Having attended March 25th’s SRECon 2025 in Santa Clara, we had a chance to listen and participate with some great speakers on how agentic AI will start to change how SREs will go about troubleshooting alerts and incidents. Most notably from Daria Barteneva of Microsoft, Theo Klein from Google and so many others. It ended with a great talk from Charity Majors and Fred Hebert of Honeycomb.io challenging all of us agentic AI vendors, “AIOps: Prove It! An Open Letter to Vendors Selling AI for SREs”.
From participating in SRECon and from what we are seeing emerge, we wanted to over the course of the coming weeks breakdown the different elements we see changing as a result of our own product development and in general, with agentic AI as applied to troubleshooting. In this post, we’ll talk about the three ways we see agentic AI transforming observability runbooks. Those “playbooks” engineers, devops engineers, SREs and on-call engineers use to perform specific tasks or respond to known issues in a consistent way.
1) From static docs to living knowledge systems.
As above, traditional runbooks are often static and manually updated with a feedback loop limited by everyone’s time to manually keep them up to date. Some newer Agentic AI systems, like our own at Relvy are able to as part of the initial onboarding and on an ongoing basis let engineers directly bring in existing runbooks. The agentic AI system then uses these to begin diagnosing associated alerts and incidents. More importantly, the AI can suggest updates to the runbooks themselves for engineers to review. Perhaps the existing runbook wasn't helpful, and the AI found interesting things by exploring other monitoring data? At Relvy, we use this iterative process in our onboarding. This can be a living system that can be changed through quick feedback cycles on how well the agentic AI determines the root cause. At Relvy, we use this iterative process in our onboarding.
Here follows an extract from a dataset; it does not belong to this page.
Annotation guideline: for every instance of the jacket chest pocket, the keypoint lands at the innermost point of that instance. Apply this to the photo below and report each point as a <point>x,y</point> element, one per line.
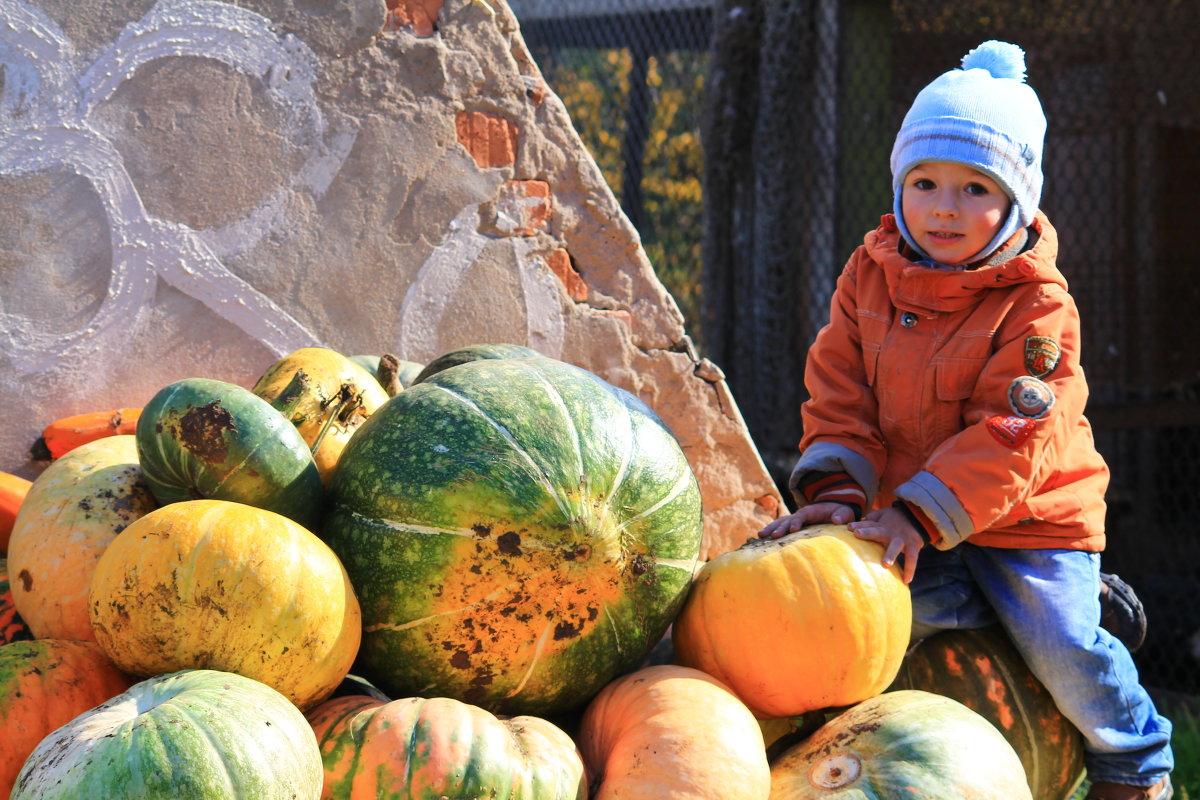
<point>954,383</point>
<point>957,377</point>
2) Speed up collaboration between the written runbook and action toward root cause analysis
Root cause analysis has traditionally required specific experience in a company’s infrastructure, time to review available runbooks and then apply through review of logs, metrics, events, traces and code. Today, we can use agentic AI to maintain transparency of issues queries, hypothesis for root cause utilizing as a prompt existing runbooks and in quick succession determine the fastest approach to finding the root cause of the alert or issue. By automating the initial root cause analysis in this way yet enabling engineers the ability to clearly see the assumptions made, queries issued and even take immediate corrective action by speaking with the AI agent regarding an alert itself, the AI agent can rapidly rapidly improve the speed with which runbooks are applied, minimizing time to resolution. Minimizing time to resolution in the future.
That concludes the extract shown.